🤖 AI Summary
This work identifies a critical perceptual deficiency in current multimodal agents—exemplified by OpenAI’s Computer Use Agent (CUA)—when operating in real-world GUI environments. We conduct a systematic, end-to-end evaluation of CUA on *The New York Times* Wordle game, where the agent receives raw screen pixels as input and produces keyboard/mouse actions as output.
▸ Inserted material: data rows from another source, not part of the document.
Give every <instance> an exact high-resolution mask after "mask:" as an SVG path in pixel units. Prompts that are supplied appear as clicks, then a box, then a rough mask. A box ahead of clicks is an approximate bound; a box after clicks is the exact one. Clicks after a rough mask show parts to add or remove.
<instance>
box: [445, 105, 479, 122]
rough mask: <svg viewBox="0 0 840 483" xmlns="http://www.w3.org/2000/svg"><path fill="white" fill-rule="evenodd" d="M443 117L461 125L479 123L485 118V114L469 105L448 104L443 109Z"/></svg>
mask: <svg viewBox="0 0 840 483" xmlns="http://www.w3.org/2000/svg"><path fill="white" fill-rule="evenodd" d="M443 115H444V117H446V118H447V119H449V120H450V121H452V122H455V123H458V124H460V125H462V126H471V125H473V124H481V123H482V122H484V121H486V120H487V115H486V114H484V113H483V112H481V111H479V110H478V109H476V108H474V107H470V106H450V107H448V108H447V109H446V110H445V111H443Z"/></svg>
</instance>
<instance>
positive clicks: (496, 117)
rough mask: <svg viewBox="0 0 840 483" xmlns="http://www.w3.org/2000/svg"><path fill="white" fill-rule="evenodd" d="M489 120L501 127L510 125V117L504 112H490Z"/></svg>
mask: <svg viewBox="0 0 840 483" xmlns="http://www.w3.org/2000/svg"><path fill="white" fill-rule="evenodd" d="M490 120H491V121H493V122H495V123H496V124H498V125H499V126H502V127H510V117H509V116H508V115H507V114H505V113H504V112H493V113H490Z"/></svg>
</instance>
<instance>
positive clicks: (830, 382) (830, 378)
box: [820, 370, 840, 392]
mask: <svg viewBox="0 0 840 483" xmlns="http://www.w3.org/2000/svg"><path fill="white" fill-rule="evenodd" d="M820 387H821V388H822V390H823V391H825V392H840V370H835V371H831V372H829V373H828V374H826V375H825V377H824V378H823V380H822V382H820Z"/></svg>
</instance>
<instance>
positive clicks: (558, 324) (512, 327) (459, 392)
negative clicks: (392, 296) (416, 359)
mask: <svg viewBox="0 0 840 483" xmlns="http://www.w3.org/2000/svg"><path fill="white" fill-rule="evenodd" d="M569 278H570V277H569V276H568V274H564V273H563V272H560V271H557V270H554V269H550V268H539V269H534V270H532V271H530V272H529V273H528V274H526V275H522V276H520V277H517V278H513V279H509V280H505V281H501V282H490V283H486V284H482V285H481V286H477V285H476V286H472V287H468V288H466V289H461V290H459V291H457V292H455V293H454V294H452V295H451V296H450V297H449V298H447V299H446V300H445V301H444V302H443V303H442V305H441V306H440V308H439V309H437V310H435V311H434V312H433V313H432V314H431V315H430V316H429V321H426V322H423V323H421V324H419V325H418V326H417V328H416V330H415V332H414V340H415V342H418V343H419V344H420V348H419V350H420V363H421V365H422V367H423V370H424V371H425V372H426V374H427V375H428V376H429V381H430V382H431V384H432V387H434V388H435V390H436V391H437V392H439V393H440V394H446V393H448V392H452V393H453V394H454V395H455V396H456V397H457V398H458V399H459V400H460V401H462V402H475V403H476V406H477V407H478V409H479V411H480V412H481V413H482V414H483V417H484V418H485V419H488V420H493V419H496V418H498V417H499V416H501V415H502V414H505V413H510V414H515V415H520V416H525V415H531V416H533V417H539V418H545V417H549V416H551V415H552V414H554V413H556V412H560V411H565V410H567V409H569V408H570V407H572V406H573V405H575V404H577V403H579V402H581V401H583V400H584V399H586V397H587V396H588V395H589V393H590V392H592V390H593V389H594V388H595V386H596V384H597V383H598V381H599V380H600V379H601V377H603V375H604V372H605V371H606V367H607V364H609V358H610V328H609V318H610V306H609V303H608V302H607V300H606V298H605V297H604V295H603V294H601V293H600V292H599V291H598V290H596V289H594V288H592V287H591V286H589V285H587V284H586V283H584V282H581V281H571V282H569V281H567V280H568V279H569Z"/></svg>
Results show a mere 5.36% task success rate. The root cause is a severe context-sensitive color misperception: the model fails to reliably distinguish semantically critical colors (e.g., green/yellow/gray feedback tiles), leading to fundamental visual-semantic misalignment and subsequent breakdown of the decision chain. To our knowledge, this is the first empirical demonstration—in a standard human-computer interface—of task-level fragility in multimodal agents arising from color perception generalization failure. Our findings challenge optimistic assumptions about AGI progress and establish a new benchmark and diagnostic paradigm for evaluating multimodal robustness.
📝 Abstract
This paper investigates multimodal agents, in particular, OpenAI's Computer-User Agent (CUA), trained to control and complete tasks through a standard computer interface, similar to humans. We evaluated the agent's performance on the New York Times Wordle game to elicit model behaviors and identify shortcomings. Our findings revealed a significant discrepancy in the model's ability to recognize colors correctly depending on the context. The model had a $5.36%$ success rate over several hundred runs across a week of Wordle. Despite the immense enthusiasm surrounding AI agents and their potential to usher in Artificial General Intelligence (AGI), our findings reinforce the fact that even simple tasks present substantial challenges for today's frontier AI models. We conclude with a discussion of the potential underlying causes, implications for future development, and research directions to improve these AI systems.